Tuesday’s ruling reaffirms an initial decision in the case in May, in which Morsi and more than 100 others were sentenced to death.
The Egyptian authorities had accused Mr. Morsi, and over 100 other co-defendants of conspiring with Palestinian group (Hamas) and Lebanese group (Hezbollah) to break into prisons across Egypt in January 2011, facilitating the escape of Mr. Morsi and 20,000 others, CNN reports.
Some others sentenced to death alongside Morsi comprised Mohamed El-Shater, deputy leader of the Muslim brotherhood; Mohamed El-Beltagy, a former Muslim brotherhood member of parliament; Ahmed Abdel Aty, a former presidential aide; and Emad Shahin, a political science professor now in the United States.
If carried out, the death sentences against Morsi and other senior leaders of the Muslim brotherhood would infuriate their supporters, who regard the charges and trial as a sham. However, no execution is likely to take place before the appeals court rules on the case.

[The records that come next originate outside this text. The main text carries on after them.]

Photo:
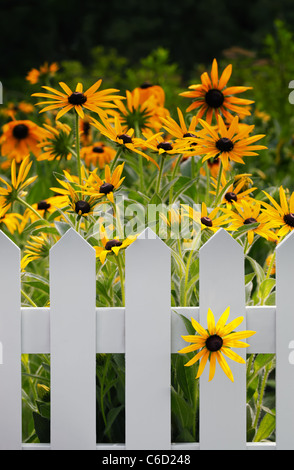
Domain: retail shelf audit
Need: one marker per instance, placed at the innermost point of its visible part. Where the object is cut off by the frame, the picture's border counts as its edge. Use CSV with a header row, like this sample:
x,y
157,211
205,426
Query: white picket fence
x,y
147,331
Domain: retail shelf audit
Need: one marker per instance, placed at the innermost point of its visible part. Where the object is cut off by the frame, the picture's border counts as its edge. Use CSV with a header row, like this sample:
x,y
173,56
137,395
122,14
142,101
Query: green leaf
x,y
42,427
266,287
266,427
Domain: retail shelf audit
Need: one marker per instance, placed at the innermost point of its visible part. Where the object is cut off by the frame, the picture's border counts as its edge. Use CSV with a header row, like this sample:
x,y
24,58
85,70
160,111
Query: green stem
x,y
160,173
263,385
114,161
78,147
28,299
121,276
218,182
175,171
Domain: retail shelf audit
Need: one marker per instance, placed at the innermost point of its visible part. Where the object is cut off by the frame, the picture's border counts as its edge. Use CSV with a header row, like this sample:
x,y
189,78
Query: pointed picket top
x,y
221,285
222,237
73,343
71,239
148,343
284,344
10,339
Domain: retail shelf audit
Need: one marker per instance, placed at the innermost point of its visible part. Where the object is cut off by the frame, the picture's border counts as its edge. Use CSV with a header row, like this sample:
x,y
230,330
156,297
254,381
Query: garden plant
x,y
80,151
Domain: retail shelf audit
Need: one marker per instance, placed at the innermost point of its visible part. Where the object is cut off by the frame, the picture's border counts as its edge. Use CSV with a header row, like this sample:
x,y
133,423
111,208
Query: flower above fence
x,y
216,341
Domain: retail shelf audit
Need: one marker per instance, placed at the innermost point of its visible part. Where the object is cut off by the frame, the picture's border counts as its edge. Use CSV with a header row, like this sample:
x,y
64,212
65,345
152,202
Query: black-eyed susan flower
x,y
78,100
19,182
97,155
211,220
213,97
19,138
9,220
247,213
122,137
215,342
281,214
37,247
80,202
229,144
234,192
106,186
57,144
111,246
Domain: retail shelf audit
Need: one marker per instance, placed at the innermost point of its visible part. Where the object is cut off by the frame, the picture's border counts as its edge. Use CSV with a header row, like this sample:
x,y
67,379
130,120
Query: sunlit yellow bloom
x,y
247,213
20,138
214,98
67,100
282,215
111,246
233,193
229,144
19,182
215,342
106,186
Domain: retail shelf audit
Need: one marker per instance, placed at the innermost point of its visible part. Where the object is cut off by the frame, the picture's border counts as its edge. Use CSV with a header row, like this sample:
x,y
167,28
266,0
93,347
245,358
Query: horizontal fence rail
x,y
147,330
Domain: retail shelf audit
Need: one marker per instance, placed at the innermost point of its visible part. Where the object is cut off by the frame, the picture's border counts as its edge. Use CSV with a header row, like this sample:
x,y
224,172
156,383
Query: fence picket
x,y
73,344
10,345
222,403
284,344
148,338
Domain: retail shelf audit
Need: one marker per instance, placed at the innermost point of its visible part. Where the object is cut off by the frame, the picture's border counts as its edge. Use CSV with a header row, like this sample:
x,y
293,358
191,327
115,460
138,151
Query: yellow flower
x,y
111,246
19,182
91,99
248,213
282,215
106,186
213,98
229,144
215,343
20,138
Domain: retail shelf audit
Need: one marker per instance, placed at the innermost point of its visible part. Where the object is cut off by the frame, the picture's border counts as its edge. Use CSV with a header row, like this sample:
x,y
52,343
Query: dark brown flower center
x,y
125,138
112,243
82,207
165,146
231,196
224,144
98,149
77,98
214,343
214,98
206,221
20,131
43,206
289,219
250,220
146,85
106,188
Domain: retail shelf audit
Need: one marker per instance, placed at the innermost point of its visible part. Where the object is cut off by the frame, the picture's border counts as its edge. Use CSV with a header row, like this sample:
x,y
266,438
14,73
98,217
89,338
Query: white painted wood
x,y
148,297
36,329
222,403
284,338
10,338
73,344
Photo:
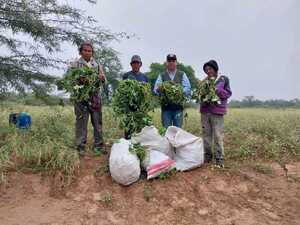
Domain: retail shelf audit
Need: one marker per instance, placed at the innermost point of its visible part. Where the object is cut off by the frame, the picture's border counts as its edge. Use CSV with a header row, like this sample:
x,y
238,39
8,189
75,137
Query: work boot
x,y
220,164
99,151
81,150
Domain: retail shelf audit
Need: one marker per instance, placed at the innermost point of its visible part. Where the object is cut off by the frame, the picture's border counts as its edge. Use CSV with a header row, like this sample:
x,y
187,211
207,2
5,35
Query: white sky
x,y
257,43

Before issuing the ruling, Judge Shaban El-Shamy read a lengthy series of remarks detailing what he described as a litany of ills committed by the Muslim brotherhood, including “spreading chaos and seeking to bring down the Egyptian state.” Prosecutors alleged that Islamist leaders conspired with militants to escape prison custody.
The ruling was issued in a makeshift courtroom as Morsi watched on inside a soundproof defendant’s cage.
A television footage shows how Morsi and other defendants appeared inside a metal and glass cage in the courtroom, dressed in colour-coded prison uniforms: white for those awaiting judgment, blue for those sentenced to prison, red for those sentenced to death.
The verdict can, however, still be challenged in Egypt’s highest appeals court.
Morsi, who was overthrown by the army in 2013, amid mass protests against his government, was spared the death sentence in his first trial as he was sentenced to 20 years in jail on charges of inciting violence and killing protesters outside the presidential palace in, December, 2012.
The Egyptian politician, who served as the fifth President of the country, from June 30, 2012, to July 3, 2013, was later removed by Field Marshal, Abdel Fattah el-Sisi, after the June 2013 Egyptian protests and the 2013 Egyptian coup d’état.
He was the first to be democratically elected as head of state in Egyptian history.